Eight months into the war, defeat seemed to many a certainty. With the United States and Russia over a year away from entering the conflict, Britain found herself in a perilous and lonely position. The Foreign Secretary, Lord Halifax, was pushing his Prime Minister to explore the possibility of a negotiated peace with Hitler, using Mussolini as a conduit. Deliberately concealed in Churchill’s published account of the conflict, the question before the War Cabinet was straightforward: should Britain fight on in the face of overwhelming odds, sacrificing hundreds of thousands of lives or seek a negotiated peace? Over nine meetings, support in the Coalition Cabinet eased away from Halifax, though the minutes reveal just how close he came to convincing his colleagues that negotiations should be sought.

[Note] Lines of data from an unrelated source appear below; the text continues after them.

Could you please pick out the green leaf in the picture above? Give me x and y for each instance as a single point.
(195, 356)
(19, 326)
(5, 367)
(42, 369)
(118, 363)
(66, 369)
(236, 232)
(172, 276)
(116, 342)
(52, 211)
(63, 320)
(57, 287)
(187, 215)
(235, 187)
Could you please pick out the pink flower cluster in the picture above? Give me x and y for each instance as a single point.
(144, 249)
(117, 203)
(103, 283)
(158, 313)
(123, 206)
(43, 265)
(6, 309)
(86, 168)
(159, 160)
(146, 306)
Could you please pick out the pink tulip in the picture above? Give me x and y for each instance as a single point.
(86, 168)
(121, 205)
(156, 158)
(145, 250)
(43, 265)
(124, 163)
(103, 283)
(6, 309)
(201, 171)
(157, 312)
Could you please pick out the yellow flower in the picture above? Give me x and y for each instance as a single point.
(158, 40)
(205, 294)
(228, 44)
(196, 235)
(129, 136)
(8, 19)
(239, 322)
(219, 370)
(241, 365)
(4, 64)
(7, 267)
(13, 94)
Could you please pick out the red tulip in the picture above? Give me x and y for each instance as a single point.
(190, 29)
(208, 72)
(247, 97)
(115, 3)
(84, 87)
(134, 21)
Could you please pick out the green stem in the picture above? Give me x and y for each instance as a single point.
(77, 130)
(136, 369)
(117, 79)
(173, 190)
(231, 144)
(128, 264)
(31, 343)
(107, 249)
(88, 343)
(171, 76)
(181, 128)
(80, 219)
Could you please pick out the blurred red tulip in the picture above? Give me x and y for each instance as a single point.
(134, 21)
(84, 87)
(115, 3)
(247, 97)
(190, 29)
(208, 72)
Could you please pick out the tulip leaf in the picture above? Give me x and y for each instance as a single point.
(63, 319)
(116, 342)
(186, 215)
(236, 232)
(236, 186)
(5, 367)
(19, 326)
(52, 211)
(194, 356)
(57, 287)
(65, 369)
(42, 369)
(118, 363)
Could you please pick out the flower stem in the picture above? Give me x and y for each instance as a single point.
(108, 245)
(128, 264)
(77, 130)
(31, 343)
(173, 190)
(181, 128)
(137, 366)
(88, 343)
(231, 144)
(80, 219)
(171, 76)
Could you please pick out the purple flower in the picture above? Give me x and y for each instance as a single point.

The formation of this Coalition Government, and the cross-party politics it engendered in the House of Commons, have come to exemplify the strengths of Cabinet Government in providing effective decision-making and leadership, with profound lessons for contemporary politics.

DAVID OWEN (Lord Owen) trained as a medical doctor and practised as a neurologist before being elected a Labour MP in his home city of Plymouth. He served as Foreign Secretary under James Callaghan from 1977 until 1979, and later co-founded and went on to led the Social Democratic Party (SDP). Between 1992-95 Lord Owen served as EU peace negotiator in the former Yugoslavia, and now sits as an Independent Social Democrat in the House of Lords. He is the author of many books, including The Hidden Perspective, In Sickness and in Power and The UK's In-Out Referendum.